Thursday, September 16, 2010

Touch Up

I got a tattoo a few weeks back. I love it, I really do. Although, I was really drunk when I got it and I don't remember if it hurt or not. It has been about a month and it is about time for a touch up. So, I made myself an appointment...but I also planned on going to the bar before my appointment, because the thought of it just makes me want to throw-up.

So, here I am. Sitting at the bar. I had approximately 6 beers and 4 shots in a span of about 15 minutes...and not to mention a to-go cup in my car ready to take with me to the tattoo shop. I stumbled over to the shop and sat in the chair...AND HE COULDN'T EVEN DO THE TOUCH UP!!! It hasn't healed all the way yet. What? I have to get drunk in 15 minutes again???

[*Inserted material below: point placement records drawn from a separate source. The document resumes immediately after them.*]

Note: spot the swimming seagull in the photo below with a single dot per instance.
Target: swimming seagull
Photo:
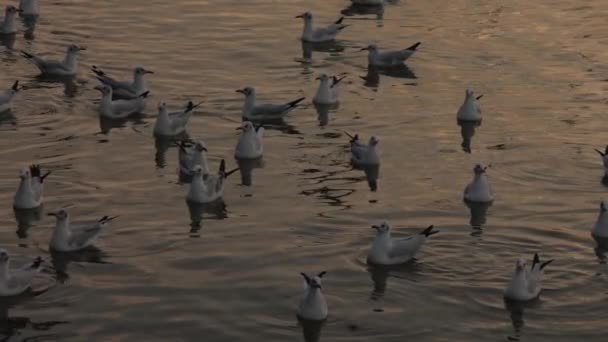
(29, 193)
(321, 34)
(67, 67)
(124, 89)
(9, 25)
(29, 8)
(389, 58)
(266, 111)
(6, 97)
(119, 109)
(16, 281)
(172, 124)
(362, 154)
(526, 284)
(70, 238)
(250, 144)
(470, 109)
(313, 306)
(388, 251)
(208, 188)
(479, 189)
(327, 94)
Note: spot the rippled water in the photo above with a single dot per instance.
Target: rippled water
(541, 66)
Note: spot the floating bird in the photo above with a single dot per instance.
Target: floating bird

Thursday, September 9, 2010

HELLLOO!!!!

I have missed this blog like a martini misses olives, like tequila misses a lime, like whiskey misses coke, like I am missing a beer right now! And good GOD that's a lot!

I am glad to be back, boy do I have some stories for you!

Sweet God it's almost Friday

Muffin: "Where Are You?"

Me: "At the intersection of I-15 and the doorway to Hell. So, like 5 minutes away."

Muffin: "Ok... I might shoot myself before then."

Wednesday, August 18, 2010

Bring on the weekend, bitches!

This Friday night Muffin and I are going bar hopping. First of all, it's my friend's b-day week (he just turned 21) so we need to let him experience what a shitshow public intoxication is. Drinking with Muffin is pretty fucking fun every time and I'm excited. Also, drinking is fun. In general.

That being said, I'm not sure how much motivation I'm going to have for the next 2 days.

Shit here we go again...

Muffin and I were just chillin' here at the office and decided we really need to make an effort on this blog. We fucking rocked and were/are hilarious. Amen.

-Punkin

Thursday, August 6, 2009

WTF?

What the hell happened? We were funny?

Wednesday, March 4, 2009

I Love you Punkin!

So, I went out with Punkin' the other day, or last week, or last month...either way, it is irrelevant to my story. Oh how I love drinkin' a beer with Punkin'. And, for some reason that is irrelevant to the story as well. Our conversation went as follows:

Punkin: Oh my God! Did you hear that he had to have his legs amputated because of his diabetes?

Me: Oh My God! Did you hear that he died today?